Amerika’nın milyonlarca göçmen için bir “fırsatlar diyarı” olduğunun defalarca tekrarlandığını söyleyen Pichai, bunun soyut bir kavram olmadığını ve ülkede bulunanları somut biçimde tanımladığını ifade etti. Son günlerde haberlerde duyulan hoşgörüsüz demeçlerin bu nedenle daha üzücü bir hâl aldığını dile getiren Pichai, ABD’nin belli gruplara ait sesler, fikirler ve katkılar olmadan daha iyi bir yer olacağına dair demeçlere katılmasının mümkün olmadığını belirtti.

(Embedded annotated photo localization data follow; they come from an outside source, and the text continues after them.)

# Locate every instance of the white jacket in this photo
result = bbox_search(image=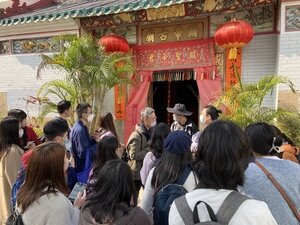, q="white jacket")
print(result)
[169,189,278,225]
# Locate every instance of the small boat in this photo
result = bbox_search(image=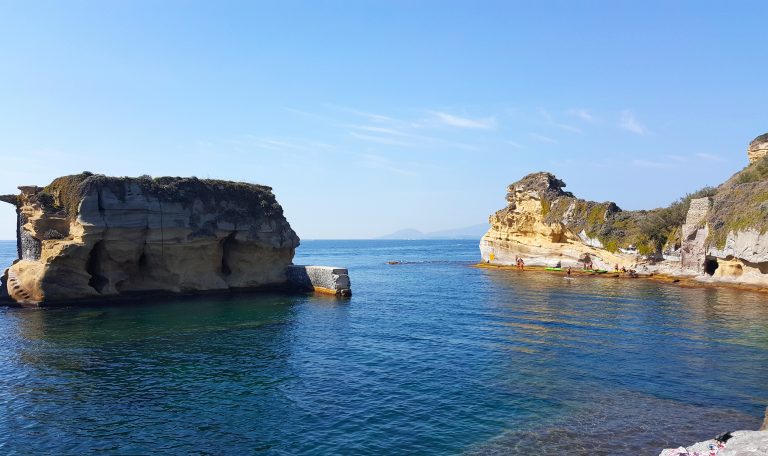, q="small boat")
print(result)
[545,267,562,271]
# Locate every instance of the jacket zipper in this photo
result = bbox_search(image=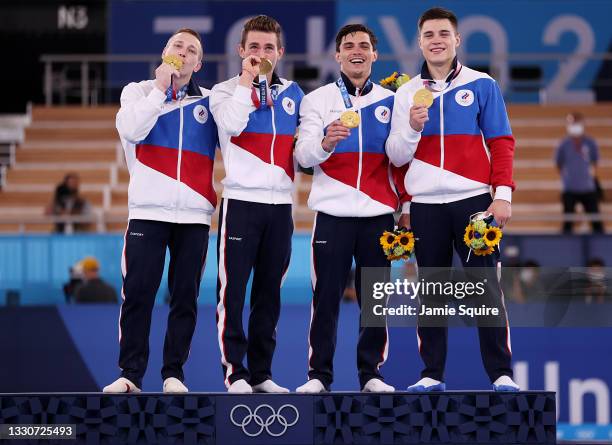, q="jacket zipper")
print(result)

Sundar Pichai, teknoloji dünyasında Donald Trump’ın açıklamalarına tepki gösteren ilk üst düzey isim değil. Facebook CEO’su Mark Zuckerberg, sosyal paylaşım sitesinin Müslümanların haklarını korumak için mücadele edeceğini ve onlara “huzurlu ve güvenli bir çalışma ortamı” sağlayacağını belirtmiş, Google’dan Eric Schmidt ise devletlerin liderlerini “insani ilerleme ve hoşgörü” için geniş ölçekli bir mücadele başlatmaya çağırmıştı.
Pichai Google’daki çeşitliliği oldukça “canlı” gördüğünü belirtse de, hem şirketinin hem de Silikon Vadisi’ndeki diğer kuruluşların bu konuda daha fazla adım atması gerektiği biliniyor. Yine de, Sundar Pichai’nin çıkışının genel hatları itibarıyla kulağa fazlasıyla samimi geldiğini söylemekte fayda var. Google CEO’sunun “Saldırı altında olmayanların sesini daha yüksek çıkarması gerekiyor.” sözleri, açıklamasının samimiyetini ortaya koyan bir ibare olarak nitelenebilir.